Efstathios Karypidis1,3, Ioannis Kakogeorgiou1, Spyros Gidaris2, Nikos Komodakis1,4,5
1Archimedes/Athena RC 2valeo.ai
3National Technical University of Athens 4University of Crete 5IACM-Forth
This repository contains the official implementation of the paper: DINO-Foresight: Looking into the Future with DINO
- News
- Installation
- Dataset Preparation
- Precompute PCA
- Dino-Foresight Training
- Downstream Tasks
- Evaluation
- Demo
- Citation
- Acknowledgements
2024-12-17: Arxiv Preprint and GitHub repository are released!
The code is tested with Python 3.11 and PyTorch 2.0.1+cu121 on Ubuntu 22.04.05 LTS. Create a new conda environment:
conda create -n dinof python=3.11
conda activate dinof
Clone the repository and install the required packages:
pip install torch==2.2.0 torchvision==0.17.0 torchaudio==2.2.0 --index-url https://download.pytorch.org/whl/cu121
git clone https://github.com/Sta8is/DINO-Foresight
cd DINO-Foresight
pip install -r requirements.txt
We use Cityscapes dataset for our experiments. Especially, we use the leftImg8bit_sequence_trainvaltest
to train Dino-Foresight feature prediction model. You can download the sequence dataset from the official website.
cityscapes
│
├───leftImg8bit_sequence
│ ├───train
│ ├───val
│ ├───test
For semantic/instance segmentation, we use the leftImg8bit
and gtFine
packages. To create targets for depth and surface normals we use off the shelf networks.
For more details regarding segmentation, depth and surface normals modalities preparation, refer to Preparation of Labels for Library of Heads.
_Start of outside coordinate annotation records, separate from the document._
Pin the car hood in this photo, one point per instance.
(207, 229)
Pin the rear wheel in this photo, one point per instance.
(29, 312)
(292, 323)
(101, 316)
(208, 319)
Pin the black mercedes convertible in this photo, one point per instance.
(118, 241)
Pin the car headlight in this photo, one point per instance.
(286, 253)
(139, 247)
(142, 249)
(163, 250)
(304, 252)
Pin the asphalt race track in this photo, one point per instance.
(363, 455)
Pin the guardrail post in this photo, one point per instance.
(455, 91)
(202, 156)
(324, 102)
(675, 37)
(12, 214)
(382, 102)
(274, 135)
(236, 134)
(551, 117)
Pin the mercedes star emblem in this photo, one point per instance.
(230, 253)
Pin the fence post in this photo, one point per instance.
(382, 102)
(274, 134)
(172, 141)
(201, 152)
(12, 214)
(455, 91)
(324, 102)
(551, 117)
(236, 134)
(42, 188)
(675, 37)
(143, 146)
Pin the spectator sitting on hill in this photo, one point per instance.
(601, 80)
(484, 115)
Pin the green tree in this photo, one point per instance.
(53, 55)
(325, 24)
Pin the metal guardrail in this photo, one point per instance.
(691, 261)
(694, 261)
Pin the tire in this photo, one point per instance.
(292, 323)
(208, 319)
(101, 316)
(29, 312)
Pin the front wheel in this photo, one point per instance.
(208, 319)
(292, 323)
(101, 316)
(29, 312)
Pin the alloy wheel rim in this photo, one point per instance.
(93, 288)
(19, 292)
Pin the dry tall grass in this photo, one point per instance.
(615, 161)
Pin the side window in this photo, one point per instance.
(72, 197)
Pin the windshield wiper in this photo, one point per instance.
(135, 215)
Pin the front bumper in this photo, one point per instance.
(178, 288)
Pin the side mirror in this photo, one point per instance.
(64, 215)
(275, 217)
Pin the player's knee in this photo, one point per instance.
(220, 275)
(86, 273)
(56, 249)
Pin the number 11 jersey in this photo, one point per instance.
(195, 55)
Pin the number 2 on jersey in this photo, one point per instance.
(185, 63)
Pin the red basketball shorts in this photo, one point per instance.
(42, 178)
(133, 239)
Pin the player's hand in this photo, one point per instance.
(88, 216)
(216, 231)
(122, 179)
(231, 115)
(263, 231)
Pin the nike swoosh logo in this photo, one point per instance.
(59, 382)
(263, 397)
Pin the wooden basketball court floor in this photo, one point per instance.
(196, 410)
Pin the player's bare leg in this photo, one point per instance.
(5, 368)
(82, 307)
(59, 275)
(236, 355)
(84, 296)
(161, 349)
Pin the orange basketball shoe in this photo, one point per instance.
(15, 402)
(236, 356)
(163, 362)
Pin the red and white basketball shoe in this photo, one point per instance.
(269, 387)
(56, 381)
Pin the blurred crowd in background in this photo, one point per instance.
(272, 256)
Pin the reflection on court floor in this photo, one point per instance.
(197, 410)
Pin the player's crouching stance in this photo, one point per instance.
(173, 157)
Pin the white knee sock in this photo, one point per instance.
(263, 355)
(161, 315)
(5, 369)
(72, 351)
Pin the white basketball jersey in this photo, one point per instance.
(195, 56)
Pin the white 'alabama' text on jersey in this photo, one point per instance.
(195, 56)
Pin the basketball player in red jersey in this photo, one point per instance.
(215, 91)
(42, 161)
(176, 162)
To precompute the PCA matrices different Vision Foundation Models (VFMs) on cityscapes leftImg8bit
(2975 images for train) use the pca.py script. For example in order to precompute pca with 1152 components for DinoV2 features extracted from layers 3,6,9,12 using image size 448x896 run the following command:
python pca --feature_extractor dinov2 --layers 2,5,9,11 --image_size 448,896 --n_components 1152 --cityscapes_root /path/to/cityscapes/leftImg8bit
However, the implementation is based on scikit-learn (cpu-based) and may require a lot of RAM memory and time to compute the PCA matrices for features extracted from training set. For this reason, we provide the precomputed PCA checkpoints here. To download the precomputed PCA via command line:
gdown https://drive.google.com/uc?id=1RB_ksbvzN0TGE5HyNVKGrmbLElWu90qt
The training of Dino-Foresight is divided into two stages. In the first stage, we train the model at low resolution (224x448) and in the second stage we fine-tune the model at high resolution (448x896).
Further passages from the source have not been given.